High frequency oscillation might improve survival and is unlikely to cause harm. As ongoing large multicentre trials will not be completed for several years, these data help clinicians who currently use or are considering this technique for patients with ARDS.
比较高频振荡与常规通气在急性肺损伤/急性呼吸窘迫综合征(ARDS)患者中的临床和生理效果。
系统评价和荟萃分析。
截至 2010 年 3 月的电子数据库、会议记录、参考文献和主要研究人员。
高频振荡与常规通气比较的随机对照试验,用于成人或儿童的急性肺损伤/ARDS。
三位作者根据预设方案独立提取临床、生理和安全性结果的数据。我们联系了所有纳入研究的研究者以澄清方法并获得额外数据。分析使用随机效应模型。
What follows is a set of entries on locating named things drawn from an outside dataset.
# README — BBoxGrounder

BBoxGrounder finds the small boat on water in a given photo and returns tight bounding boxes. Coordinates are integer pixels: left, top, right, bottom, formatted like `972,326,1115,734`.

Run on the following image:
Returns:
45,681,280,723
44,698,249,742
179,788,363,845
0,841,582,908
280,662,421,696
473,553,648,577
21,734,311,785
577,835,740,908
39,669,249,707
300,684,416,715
纳入了 8 项随机对照试验(n=419 例患者);几乎所有患者均患有 ARDS。方法学质量良好。在接受高频振荡的患者中,24、48 和 72 小时时氧分压与吸入氧分数的比值高 16-24%。由于接受高频振荡的患者的平均气道压力升高 22-33%,因此氧合指数无显著差异(P</=0.01)。在接受高频振荡的患者中,死亡率显著降低(风险比 0.77,95%置信区间 0.61 至 0.98,P=0.03;6 项试验,365 例患者,160 例死亡),并且导致停止给予指定治疗的治疗失败(难治性低氧血症、高碳酸血症、低血压或气压伤)可能性降低(0.67,0.46 至 0.99,P=0.04;5 项试验,337 例患者,73 例事件)。其他风险相似。虽然生理(I(2)=21-95%)结果存在很大的异质性,但临床(I(2)=0%)结果无显著异质性。对于大多数临床结果,汇总结果基于少数事件。
高频振荡可能改善生存率,且不太可能造成危害。由于目前正在进行的大型多中心试验在未来几年内不会完成,因此这些数据有助于目前使用或正在考虑将该技术用于 ARDS 患者的临床医生。